If ya piped my way.. it won't freeze... think hydronic heat..


----------



## Cajunhiker (Dec 14, 2009)

If the attic is cold enough to freeze and break PEX pipe, the home prolly has a lot of serious issues.


----------



## sparky (Jan 8, 2014)

Cajunhiker said:


> If the attic is cold enough to freeze and break PEX pipe, the home prolly has a lot of serious issues.


he said the pipe hasnt ever cracked or busted as it is one continous run with no fittings around where it freezes at,it just freezes up i guess when the wind hits it just right.:laughing:


----------



## sparky (Jan 8, 2014)

rjbphd said:


> If ya piped my way.. it won't freeze... think hydronic heat..


since the slab was already poured and this was a porch at one time,i assume this is the reason the original plumber ran the line this way,as it was the onlly way to get it over to where it needed to be without running it across the finished room.:laughing:


----------



## rjbphd (Feb 5, 2010)

sparky said:


> since the slab was already poured and this was a porch at one time,i assume this is the reason the original plumber ran the line this way,as it was the onlly way to get it over to where it needed to be without running it across the finished room.:laughing:


Def not a hydronic heating guy here....


----------



## sparky (Jan 8, 2014)

rjbphd said:


> Def not a hydronic heating guy here....

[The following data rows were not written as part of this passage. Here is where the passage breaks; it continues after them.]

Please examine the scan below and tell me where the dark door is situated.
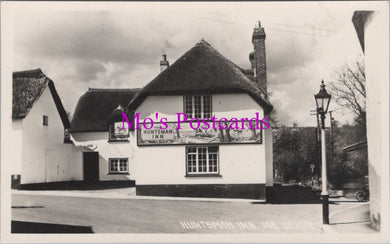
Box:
[83,152,99,184]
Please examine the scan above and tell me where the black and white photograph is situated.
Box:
[1,1,390,243]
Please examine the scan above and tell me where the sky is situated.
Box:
[7,2,383,126]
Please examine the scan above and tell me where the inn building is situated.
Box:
[70,21,273,200]
[14,23,273,200]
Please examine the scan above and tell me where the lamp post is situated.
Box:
[314,80,331,224]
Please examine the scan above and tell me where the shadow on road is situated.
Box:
[11,220,93,233]
[19,180,135,191]
[262,184,321,204]
[11,206,43,208]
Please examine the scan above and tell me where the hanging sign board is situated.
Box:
[137,122,262,146]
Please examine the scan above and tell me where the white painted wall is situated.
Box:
[264,128,274,186]
[365,8,390,230]
[21,87,82,184]
[9,119,23,175]
[131,94,272,185]
[72,132,134,181]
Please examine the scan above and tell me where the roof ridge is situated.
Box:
[12,68,45,78]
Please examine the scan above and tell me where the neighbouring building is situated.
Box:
[9,69,82,187]
[70,23,273,200]
[352,8,390,230]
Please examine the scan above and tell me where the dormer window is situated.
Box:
[109,122,129,141]
[42,115,49,126]
[184,95,212,119]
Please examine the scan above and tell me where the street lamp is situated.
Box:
[314,80,331,224]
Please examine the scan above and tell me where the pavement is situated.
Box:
[322,202,378,233]
[12,187,265,203]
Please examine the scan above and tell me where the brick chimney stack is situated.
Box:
[249,21,267,97]
[160,54,169,72]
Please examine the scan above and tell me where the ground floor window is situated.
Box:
[186,146,219,175]
[109,158,129,174]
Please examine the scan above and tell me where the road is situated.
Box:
[12,194,360,233]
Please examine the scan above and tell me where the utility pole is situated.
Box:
[310,110,321,175]
[329,111,334,163]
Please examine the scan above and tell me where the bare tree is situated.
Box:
[330,60,366,128]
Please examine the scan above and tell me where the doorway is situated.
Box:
[83,152,99,184]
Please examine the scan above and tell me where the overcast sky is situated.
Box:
[13,2,383,126]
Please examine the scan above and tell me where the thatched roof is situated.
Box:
[352,11,374,53]
[12,69,70,128]
[70,88,140,132]
[128,40,272,112]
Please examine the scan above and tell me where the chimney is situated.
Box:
[249,21,267,97]
[160,54,169,72]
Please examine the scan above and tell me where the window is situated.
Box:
[109,122,129,141]
[186,146,219,175]
[42,115,49,126]
[184,95,211,119]
[109,158,129,174]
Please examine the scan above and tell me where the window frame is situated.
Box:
[108,158,129,175]
[185,145,221,177]
[183,94,213,120]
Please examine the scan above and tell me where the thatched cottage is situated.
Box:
[70,88,139,183]
[9,69,82,185]
[70,21,273,199]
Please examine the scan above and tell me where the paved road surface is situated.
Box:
[12,194,360,233]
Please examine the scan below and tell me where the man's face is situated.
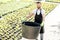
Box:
[36,3,41,9]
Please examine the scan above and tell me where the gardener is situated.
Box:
[27,1,45,40]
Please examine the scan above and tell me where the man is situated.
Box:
[27,1,45,40]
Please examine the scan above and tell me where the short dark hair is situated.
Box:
[36,2,41,4]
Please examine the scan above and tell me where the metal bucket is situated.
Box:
[22,22,40,39]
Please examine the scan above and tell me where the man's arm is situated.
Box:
[26,13,34,19]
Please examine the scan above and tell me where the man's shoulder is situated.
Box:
[42,8,45,12]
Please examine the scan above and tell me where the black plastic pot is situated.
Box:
[22,22,40,39]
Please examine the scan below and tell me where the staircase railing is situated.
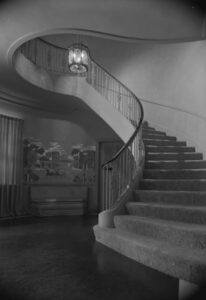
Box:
[87,59,144,209]
[18,38,144,209]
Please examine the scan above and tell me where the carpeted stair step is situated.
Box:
[142,129,166,138]
[133,190,206,206]
[145,145,195,153]
[140,179,206,191]
[145,160,206,169]
[143,133,177,141]
[143,169,206,179]
[94,225,206,284]
[114,215,206,249]
[126,202,206,224]
[146,152,203,160]
[144,139,187,147]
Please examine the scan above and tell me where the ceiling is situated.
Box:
[0,0,205,114]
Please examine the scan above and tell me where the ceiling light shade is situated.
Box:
[68,44,89,74]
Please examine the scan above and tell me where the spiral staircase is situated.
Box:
[15,39,206,297]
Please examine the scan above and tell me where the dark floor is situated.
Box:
[0,217,177,300]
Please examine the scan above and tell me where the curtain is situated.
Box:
[0,115,26,217]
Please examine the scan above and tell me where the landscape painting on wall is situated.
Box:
[23,138,96,185]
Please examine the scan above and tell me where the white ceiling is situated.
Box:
[0,0,205,113]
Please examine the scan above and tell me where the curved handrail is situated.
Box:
[17,38,144,209]
[89,57,144,168]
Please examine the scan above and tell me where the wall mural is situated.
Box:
[23,138,96,185]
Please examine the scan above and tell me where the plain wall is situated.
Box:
[91,41,206,157]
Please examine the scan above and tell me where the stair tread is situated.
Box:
[94,225,206,283]
[126,202,206,212]
[135,190,206,195]
[115,215,206,235]
[141,178,206,182]
[95,225,206,260]
[144,168,206,172]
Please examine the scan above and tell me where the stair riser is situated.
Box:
[144,139,187,147]
[114,216,206,249]
[146,153,203,160]
[127,203,206,224]
[143,134,177,141]
[143,170,206,179]
[134,190,206,206]
[94,227,206,284]
[140,180,206,191]
[145,161,206,169]
[145,146,195,153]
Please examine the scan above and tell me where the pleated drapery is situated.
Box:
[0,115,25,217]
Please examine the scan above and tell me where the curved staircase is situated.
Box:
[94,123,206,296]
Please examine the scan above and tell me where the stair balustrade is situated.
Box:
[17,38,144,210]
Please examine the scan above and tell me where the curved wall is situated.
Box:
[93,41,206,156]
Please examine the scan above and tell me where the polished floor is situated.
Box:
[0,217,178,300]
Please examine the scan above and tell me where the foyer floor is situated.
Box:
[0,217,178,300]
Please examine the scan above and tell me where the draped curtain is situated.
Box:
[0,115,26,217]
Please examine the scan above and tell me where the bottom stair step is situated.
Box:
[114,215,206,249]
[94,225,206,285]
[126,202,206,224]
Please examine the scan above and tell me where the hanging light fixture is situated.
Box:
[68,44,89,74]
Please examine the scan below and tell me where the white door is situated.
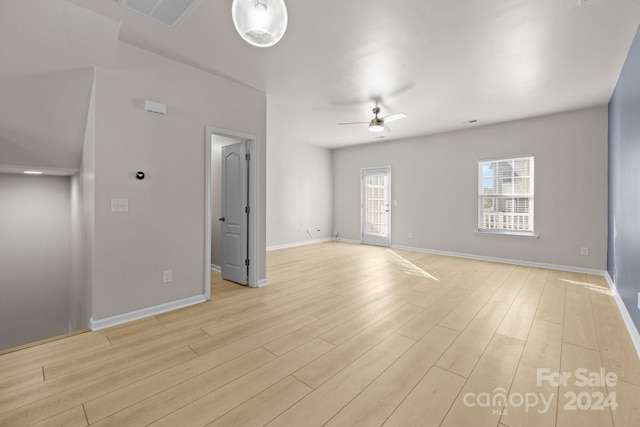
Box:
[220,142,249,285]
[362,166,391,247]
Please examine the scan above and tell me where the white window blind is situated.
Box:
[478,157,534,233]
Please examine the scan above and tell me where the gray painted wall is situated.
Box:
[0,173,71,349]
[267,139,333,247]
[91,43,266,321]
[333,106,607,270]
[608,25,640,330]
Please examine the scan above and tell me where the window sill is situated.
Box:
[476,230,540,240]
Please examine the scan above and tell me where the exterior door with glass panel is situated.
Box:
[362,166,391,247]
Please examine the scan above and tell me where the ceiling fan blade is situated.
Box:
[382,113,407,122]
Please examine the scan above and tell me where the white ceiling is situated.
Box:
[63,0,640,147]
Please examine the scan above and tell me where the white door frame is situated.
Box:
[203,126,259,300]
[360,166,392,247]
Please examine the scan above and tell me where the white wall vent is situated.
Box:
[115,0,198,27]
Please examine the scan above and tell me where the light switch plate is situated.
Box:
[111,199,129,212]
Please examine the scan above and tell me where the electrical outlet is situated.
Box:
[162,270,173,283]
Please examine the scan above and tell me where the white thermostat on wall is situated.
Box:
[144,100,167,114]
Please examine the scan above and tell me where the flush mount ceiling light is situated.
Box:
[231,0,288,47]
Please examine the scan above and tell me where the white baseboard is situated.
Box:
[333,237,362,245]
[267,237,334,251]
[604,271,640,358]
[391,245,606,276]
[89,295,206,331]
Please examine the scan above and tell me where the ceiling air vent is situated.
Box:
[116,0,198,27]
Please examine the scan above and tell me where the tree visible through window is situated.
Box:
[478,157,533,233]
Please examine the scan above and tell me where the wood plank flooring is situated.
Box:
[0,242,640,427]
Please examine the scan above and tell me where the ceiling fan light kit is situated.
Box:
[338,106,407,132]
[231,0,288,47]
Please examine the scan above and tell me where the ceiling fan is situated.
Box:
[338,105,407,132]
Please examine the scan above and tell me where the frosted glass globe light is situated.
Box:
[231,0,288,47]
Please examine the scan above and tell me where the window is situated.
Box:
[478,157,533,234]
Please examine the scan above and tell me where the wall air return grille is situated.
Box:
[116,0,198,27]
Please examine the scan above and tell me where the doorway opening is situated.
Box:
[204,126,258,299]
[361,166,391,247]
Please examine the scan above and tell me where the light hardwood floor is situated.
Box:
[0,242,640,427]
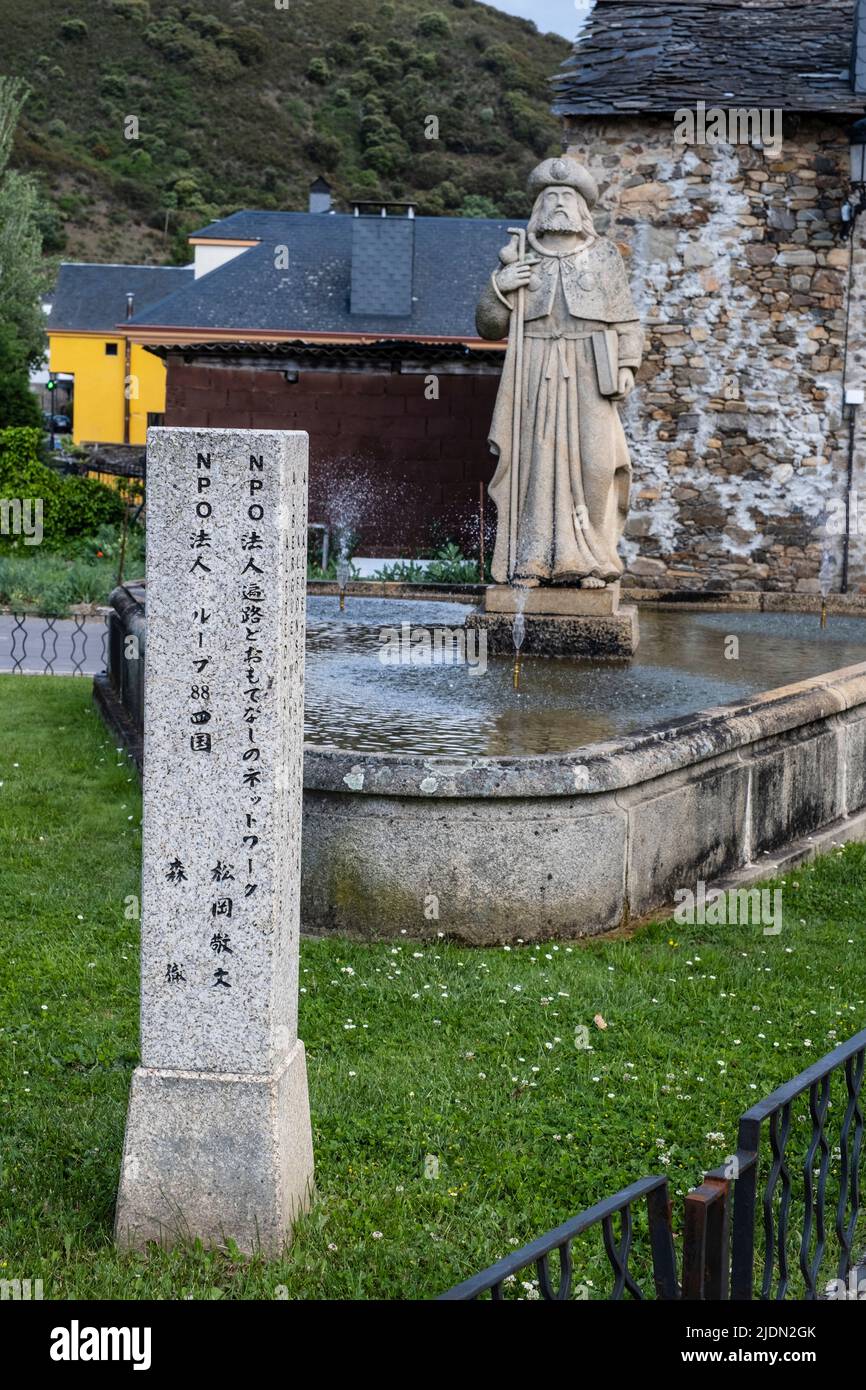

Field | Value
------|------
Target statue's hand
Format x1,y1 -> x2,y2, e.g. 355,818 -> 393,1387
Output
499,236 -> 520,265
496,261 -> 532,295
616,367 -> 634,400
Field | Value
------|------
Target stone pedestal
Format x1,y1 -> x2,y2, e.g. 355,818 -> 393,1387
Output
466,584 -> 639,660
115,430 -> 313,1255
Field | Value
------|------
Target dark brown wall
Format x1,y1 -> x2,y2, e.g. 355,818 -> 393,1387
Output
165,359 -> 499,555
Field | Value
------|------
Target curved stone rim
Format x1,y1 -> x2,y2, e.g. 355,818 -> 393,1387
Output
304,662 -> 866,801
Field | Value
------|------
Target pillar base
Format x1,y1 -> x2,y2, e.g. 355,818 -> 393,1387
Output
466,603 -> 639,662
114,1041 -> 313,1257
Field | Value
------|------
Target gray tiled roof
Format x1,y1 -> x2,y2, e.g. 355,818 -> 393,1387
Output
125,211 -> 518,338
552,0 -> 863,115
47,261 -> 193,334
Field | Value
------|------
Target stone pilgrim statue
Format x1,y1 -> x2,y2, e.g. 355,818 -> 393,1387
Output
477,157 -> 644,589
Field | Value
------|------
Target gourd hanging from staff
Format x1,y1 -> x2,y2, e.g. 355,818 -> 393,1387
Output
477,157 -> 644,588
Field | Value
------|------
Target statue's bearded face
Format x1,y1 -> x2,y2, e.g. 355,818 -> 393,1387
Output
530,186 -> 595,236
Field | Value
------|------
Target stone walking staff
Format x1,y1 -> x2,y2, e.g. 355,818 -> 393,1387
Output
509,227 -> 527,582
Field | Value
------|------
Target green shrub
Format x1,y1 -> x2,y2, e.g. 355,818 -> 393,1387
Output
60,19 -> 89,43
307,58 -> 331,86
460,193 -> 500,217
373,541 -> 478,584
418,10 -> 450,39
0,328 -> 42,428
0,427 -> 124,550
110,0 -> 150,24
228,25 -> 268,67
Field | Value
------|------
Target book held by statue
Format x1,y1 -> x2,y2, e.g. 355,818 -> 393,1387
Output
592,328 -> 620,396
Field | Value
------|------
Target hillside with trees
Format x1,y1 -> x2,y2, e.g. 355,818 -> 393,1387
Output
0,0 -> 569,261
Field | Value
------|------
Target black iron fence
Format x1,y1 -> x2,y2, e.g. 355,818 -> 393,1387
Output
441,1030 -> 866,1301
0,613 -> 108,676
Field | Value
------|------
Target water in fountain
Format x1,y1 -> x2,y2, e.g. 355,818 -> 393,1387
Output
306,596 -> 866,758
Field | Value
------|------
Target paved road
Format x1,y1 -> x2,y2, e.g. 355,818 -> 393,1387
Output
0,613 -> 106,676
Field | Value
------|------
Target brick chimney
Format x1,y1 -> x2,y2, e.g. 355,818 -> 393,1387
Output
349,202 -> 416,318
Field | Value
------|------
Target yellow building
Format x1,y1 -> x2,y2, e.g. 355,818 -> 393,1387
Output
46,261 -> 193,445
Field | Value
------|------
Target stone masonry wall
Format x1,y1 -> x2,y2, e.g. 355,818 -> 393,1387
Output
563,117 -> 866,594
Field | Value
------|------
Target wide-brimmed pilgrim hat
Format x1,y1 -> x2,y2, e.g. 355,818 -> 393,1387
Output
528,154 -> 598,207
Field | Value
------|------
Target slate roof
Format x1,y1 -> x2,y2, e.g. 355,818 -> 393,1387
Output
124,211 -> 523,339
46,261 -> 193,334
552,0 -> 865,115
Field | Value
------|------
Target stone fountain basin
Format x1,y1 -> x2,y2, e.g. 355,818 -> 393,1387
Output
96,589 -> 866,944
302,663 -> 866,944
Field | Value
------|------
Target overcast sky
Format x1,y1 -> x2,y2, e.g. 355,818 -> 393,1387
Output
488,0 -> 595,39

Nope,I run potable water systems:laughing::laughing:


----------



## Redwood (Sep 8, 2008)

Cajunhiker said:


> If the attic is cold enough to freeze and break PEX pipe, the home prolly has a lot of serious issues.


LOL Come on up...
Here the serious issue would be some dumbazz ran pipes in the attic...
Attics & Exterior walls are pretty much off limits...


----------



## fhrooter72 (Apr 12, 2011)

Redwood, Based on the pics you posted, it seems the PEX was improperly installed. Uponor requires a minimum of 8" between fittings to allow for expansion if the pipe freezes. Houston rarely has freeze issues but, I filled a 12" section of pipe and capped both ends and left in my deep freezer for a week to see what would happen and the pipe expanded but, no leaks.


----------



## Redwood (Sep 8, 2008)

fhrooter72 said:


> Redwood, Based on the pics you posted, it seems the PEX was improperly installed. Uponor requires a minimum of 8" between fittings to allow for expansion if the pipe freezes. Houston rarely has freeze issues but, I filled a 12" section of pipe and capped both ends and left in my deep freezer for a week to see what would happen and the pipe expanded but, no leaks.


Those were from a test commissioned by some HVAC Industry Association several years back...

They tested many different types and brands of PEX with a variety of lengths between fittings, subjecting them to numerous freeze thaw cycles. The consensus was other than PEX-AL-PEX which failed to have any freeze damage resistance, that no brand of PEX was immune from suffering freeze damage, when metal fittings were used and spaced between 2" & 7" apart. That includes Wirsbo/Uponor....


----------